Inflation peaked in the summer of 2022 at 9.1% – the highest it had been since the early ’80s. It would take over two years for inflation to get back to levels under 3%. The Federal Reserve started ratcheting up interest rates, making the cost of borrowing money more expensive, to tackle rising prices. It has worked, but for many, the economic data and the reality of lived experiences have diverged.

For economists, it seems likely that the Federal Reserve pulled off what they call a “soft landing” – a rare feat where inflation goes down, but the unemployment rate remains relatively low. The opposite, a “hard landing” – which many economists had forecast – would have meant that unemployment would go up as inflation goes down, triggering a recession.

But for many Americans, this is anything but a soft landing.

Inflation coming down doesn’t mean prices have come down, which would be deflation, something economic theory says would actually be a bad sign for the economy. So prices have and will remain elevated. Food prices, for example, went up 25% between 2019 and 2023, according to the US Department of Agriculture.

The impact of higher interest rates has also taken time to ripple through the economy, so in addition to inflation, Americans are also still getting hit with high interest rates. As prices increased, so did the cost of buying a home, getting a loan for a car and the rates on credit card bills.

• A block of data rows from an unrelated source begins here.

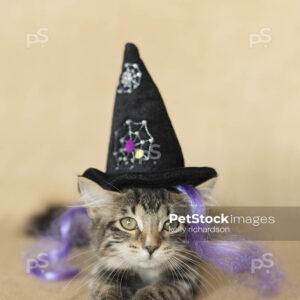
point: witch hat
(144, 150)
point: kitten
(140, 255)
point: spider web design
(130, 78)
(133, 142)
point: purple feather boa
(233, 257)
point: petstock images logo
(250, 223)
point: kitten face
(131, 228)
(153, 240)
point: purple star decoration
(129, 146)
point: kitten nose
(151, 249)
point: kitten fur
(125, 268)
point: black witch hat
(143, 150)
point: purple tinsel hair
(231, 257)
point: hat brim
(158, 179)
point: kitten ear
(97, 200)
(206, 189)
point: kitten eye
(128, 223)
(168, 226)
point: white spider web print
(130, 78)
(132, 145)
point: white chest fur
(149, 276)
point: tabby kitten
(140, 255)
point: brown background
(234, 107)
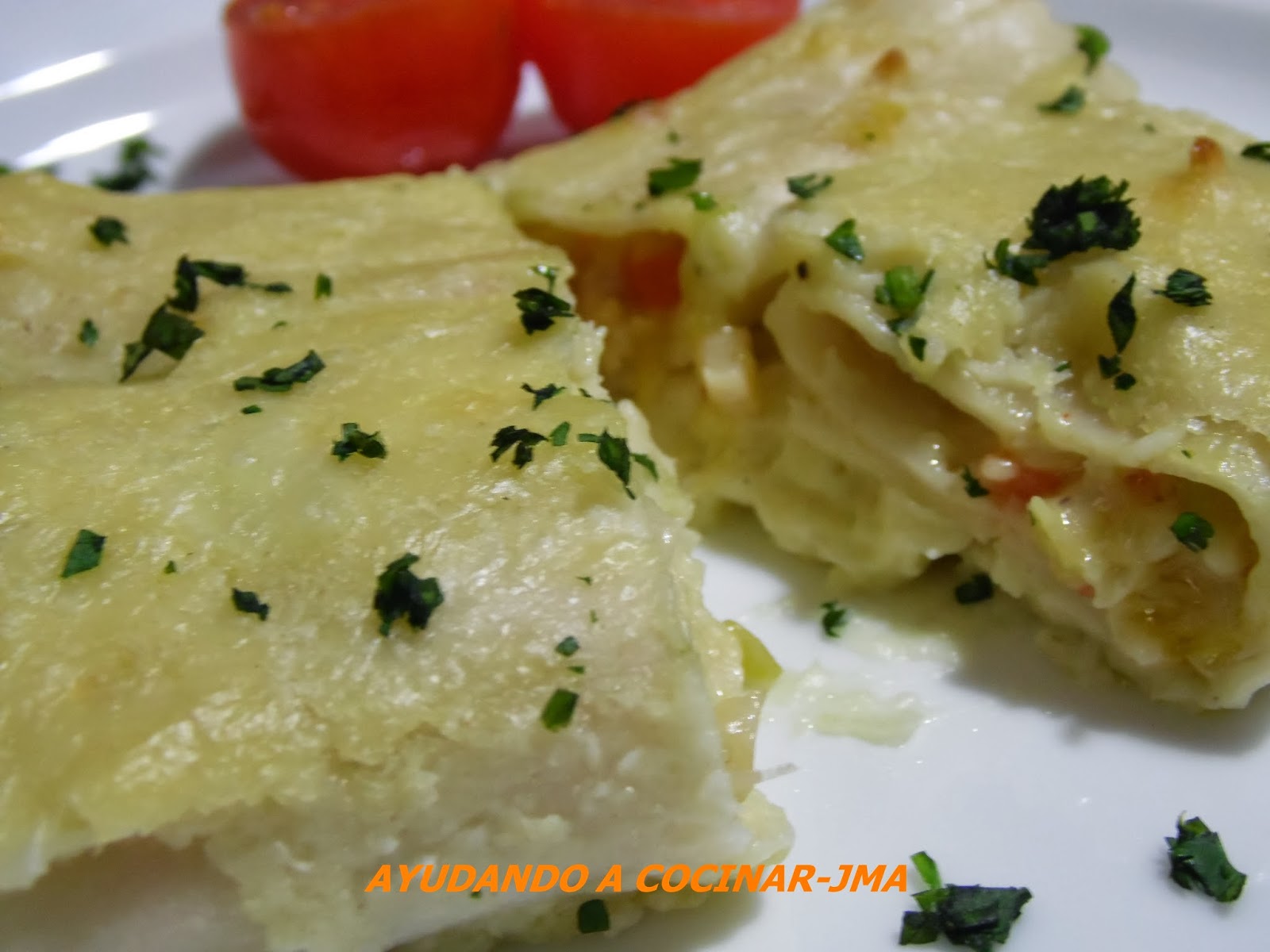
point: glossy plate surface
(1018, 774)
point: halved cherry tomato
(338, 88)
(598, 55)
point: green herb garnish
(903, 291)
(518, 437)
(808, 186)
(353, 440)
(167, 332)
(1020, 267)
(86, 552)
(399, 593)
(592, 917)
(1257, 150)
(1187, 289)
(973, 488)
(543, 393)
(833, 620)
(845, 241)
(249, 603)
(702, 201)
(1193, 531)
(1071, 101)
(133, 167)
(1083, 216)
(1197, 861)
(540, 309)
(1094, 44)
(976, 917)
(679, 175)
(616, 455)
(977, 588)
(279, 380)
(558, 711)
(107, 232)
(1122, 315)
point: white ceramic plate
(1019, 774)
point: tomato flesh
(342, 88)
(598, 55)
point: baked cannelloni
(921, 279)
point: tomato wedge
(598, 55)
(341, 88)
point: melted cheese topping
(775, 380)
(296, 755)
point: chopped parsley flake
(702, 201)
(616, 455)
(1193, 531)
(833, 620)
(107, 232)
(133, 167)
(518, 437)
(845, 241)
(1122, 315)
(1020, 267)
(903, 291)
(249, 603)
(679, 175)
(977, 917)
(540, 309)
(808, 186)
(167, 332)
(279, 380)
(973, 488)
(1094, 44)
(86, 552)
(560, 435)
(1197, 861)
(543, 393)
(1187, 289)
(1257, 150)
(399, 593)
(353, 440)
(594, 917)
(1083, 216)
(558, 711)
(1072, 101)
(977, 588)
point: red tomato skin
(598, 55)
(344, 88)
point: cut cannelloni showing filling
(313, 628)
(924, 279)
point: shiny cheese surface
(775, 380)
(298, 754)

What economists call a soft landing “is diametrically opposed to ordinary Americans, who see themselves in the middle of turbulence”, said John Gerzema, CEO of Harris Poll.

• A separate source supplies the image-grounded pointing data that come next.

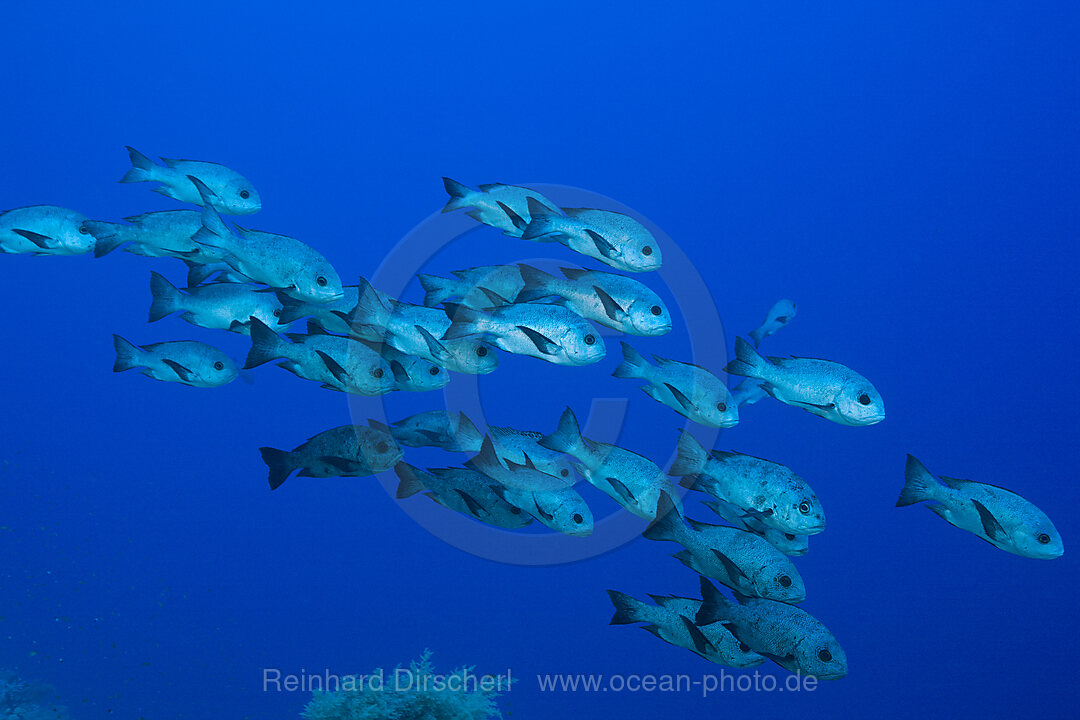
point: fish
(764, 489)
(613, 239)
(545, 331)
(747, 392)
(44, 230)
(822, 388)
(437, 429)
(780, 314)
(463, 491)
(336, 363)
(783, 633)
(186, 362)
(413, 374)
(217, 307)
(279, 261)
(690, 390)
(497, 205)
(232, 193)
(632, 480)
(417, 330)
(787, 543)
(616, 301)
(504, 281)
(999, 516)
(345, 451)
(671, 620)
(742, 560)
(548, 498)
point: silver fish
(545, 331)
(463, 491)
(345, 451)
(672, 621)
(632, 480)
(615, 301)
(44, 230)
(218, 307)
(764, 489)
(780, 314)
(232, 193)
(690, 390)
(740, 559)
(336, 363)
(823, 388)
(613, 239)
(502, 206)
(186, 362)
(998, 516)
(786, 634)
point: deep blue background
(906, 173)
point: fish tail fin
(458, 193)
(435, 288)
(633, 364)
(567, 436)
(669, 524)
(919, 484)
(142, 167)
(127, 355)
(691, 458)
(412, 479)
(747, 361)
(714, 608)
(166, 298)
(537, 283)
(266, 344)
(107, 235)
(626, 609)
(281, 465)
(464, 321)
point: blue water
(906, 173)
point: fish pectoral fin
(606, 248)
(733, 570)
(339, 372)
(679, 396)
(43, 242)
(990, 525)
(544, 344)
(181, 371)
(613, 310)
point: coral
(428, 695)
(27, 701)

While economists – and the Biden administration – celebrate low unemployment, it’s harder for everyday Americans to appreciate the good news even if they still have their jobs.

“Unemployment is highly personal when it happens to you,” Gerzema said. But for most people, unemployment is not a big factor in their lives. “But inflation is personal and persistent. Every week it’s changing your benchmark.”

MaryKate, 25, who requested she be identified by only her first name for fear of professional repercussions, said that she is still living at home with her parents because rent has been too expensive. When she graduated from college in 2021, it took her a year to find a full-time job with benefits, and saving up to move out has been hard. She recently got financing for a new car, which she uses to commute to work.

“I didn’t intend to be at home for this long,” MaryKate said. “It’s hindering my personal growth.”

MaryKate said she thinks about how her parents were able to move up from the lower middle class to a middle class during their life, and doesn’t feel like the mobility they experienced is possible for her.

“At least in my family, that was kind of always the thought, that the next generation does better than the previous one,” she said. “I don’t know if that’s necessarily going to be the case for me.”

It’s a sentiment that many Americans share. In the September Harris/Guardian poll, 42% of Americans said they are not financially better off today than their parents were at their age.

The one thing that Donald Trump and Kamala Harris seem to agree on is that inflation has hurt Americans, and they are acting accordingly. It’s why Trump proposed ending taxes on tips at a rally in Las Vegas and Harris has shifted her emphasis away from Bidenomics – investing in infrastructure, boosting the US chip industry – to putting housing costs and crackdowns on price gouging at the center of her economic proposals.

Gerzema says these kinds of policies are “personally relevant appeals” that focus on the granular “pixels” of the economy, not the overall picture. Purchasing power, personal sentiment on job security, student loans, the price of gas – are all pixels that make up the picture of a person’s individual economy.

“I think the pixels just become so incredibly important because when you look at those, you really start to understand a different picture,” Gerzema said.

Both presidential candidates seem to understand that much of the election hinges on these emotions. This week, voters will choose who they think has understood them best.